How fragmentation works

In order to allow for streaming of MP4 files while they are being written, some additions were made to the format.

he primary difference is that the moov atom may be "empty", i.e. it contains no information about media samples or their location in the file, and only contains the file metadata and codec information necessary to initialise a decoder. Each fragment of the file then starts with a moof box, which provides the information about media samples the moov would usually provide, but limited to the current fragment. By combining the information from the moov and moof boxes each fragment can be decoded independently from the others, making the file resilient to data loss.

A fragmented MP4 file will thusly look like so:

- `ftyp` Header
- `moov` Movie Box (without sample information)
- `moof` Movie Fragment Box
- `mdat` Fragment Audio/Video data
- `moof` Movie Fragment Box
- `mdat` Fragment Audio/Video Data
- ...

While this format is great for streaming and resilience, it has significant downsides for casual users. For one, playback requires reading all moof boxes to get an accurate duration, which can take a long time on HDDs or network drivers, and some software doesn't support this. While fragmented files can be turned into regular ones by remuxing it, this also requires double the space and can take a while depending on how fast the medium is.

What Hybrid MP4 does

When writing a file the hybrid approach still writes it as though it is a regular fragmented MP4, but will finalise it similar to a regular MP4. For that purpose a full moov box is written at the end before the header of the file is partially overwritten to make the demuxer skip the original incomplete moov and moof boxes.

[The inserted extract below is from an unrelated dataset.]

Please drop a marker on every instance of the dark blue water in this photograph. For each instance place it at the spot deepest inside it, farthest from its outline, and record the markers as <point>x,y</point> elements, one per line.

The initial hybrid MP4 file structure before overwriting the header is as follows:

- `ftyp` Header
- `free` Placeholder
- `moov` Movie Box (without sample information)
- `moof` Movie Fragment Box
- `moof` Movie Fragment Box
- `mdat` Fragment Audio/Video data
- `moof` Movie Fragment Box
- `mdat` Fragment Audio/Video Data
- ...
- `moov` Movie Box (*with* sample information)

Now in order to make this file appear as though it is a regular MP4 file all we need to do is overwrite the free box so that it becomes an mdat box that spans the entire file up to our final moov box, thus making the file appear as such:

- `ftyp` Header
- `mdat` Audio/Video Data
- `moov` Movie box

We have essentially just hidden the fragmented structure of the file by turning the entire thing into one giant data box that the muxer will not try to parse.